If table data is skewed, you might see MiniCylPacks even if Teradata Database has not used up most of the disk space.
As random updates occur over time, empty gaps become scattered between data blocks on the cylinder. This is known as fragmentation. When a cylinder is fragmented, total free space may be sufficient for future updates, but the cylinder may not contain enough contiguous sectors to store a particular data block. This can cause cylinder migrates and even new cylinder allocations when new cylinders may be in short supply. To alleviate this problem, the file system defragments a fragmented cylinder, which collects all free space into contiguous sectors.
Use the DBS Control (see “DefragLowCylProd” in Utilities) to specify the free cylinder threshold that causes defragmentation. When the system reaches this free cylinder threshold, it defragments cylinders as a background task.
To defragment a cylinder, the file system allocates a new cylinder and copies data from the fragmented cylinder to the new one. The old cylinder eventually becomes free, resulting in a defragmented cylinder with no change in the number of available free cylinders.
Since the copy is done in order, this results in the new cylinder having a single, free-sector entry that describes all the free sectors on the cylinder.

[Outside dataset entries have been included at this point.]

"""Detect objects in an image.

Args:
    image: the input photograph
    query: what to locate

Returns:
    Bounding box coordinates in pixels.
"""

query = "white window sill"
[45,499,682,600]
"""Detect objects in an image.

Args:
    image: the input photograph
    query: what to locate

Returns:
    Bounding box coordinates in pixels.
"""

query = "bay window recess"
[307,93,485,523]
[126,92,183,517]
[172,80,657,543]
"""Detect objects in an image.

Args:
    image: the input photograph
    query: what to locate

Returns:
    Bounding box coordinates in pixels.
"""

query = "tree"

New sector requests on this cylinder are completed successfully, whereas before they may have failed.
The Ferret Defrag command is a defragmentation command. It can be used to scan the entire set of user cylinders and then to defragment the qualified cylinders.
Running Ferret Defrag command, however on a busy customer system affects the performance of the foreground tasks and thus system performance. Moreover, Ferret Defrag has no way to know if there are enough free cylinders already available in the system, so that no more defragmentation is required.
While AutoCylPacks, MiniCylPacks and defragmentation help the system reclaim free disk space for further use, they incur a performance degradation. Properly size and tune the system to avoid this overhead.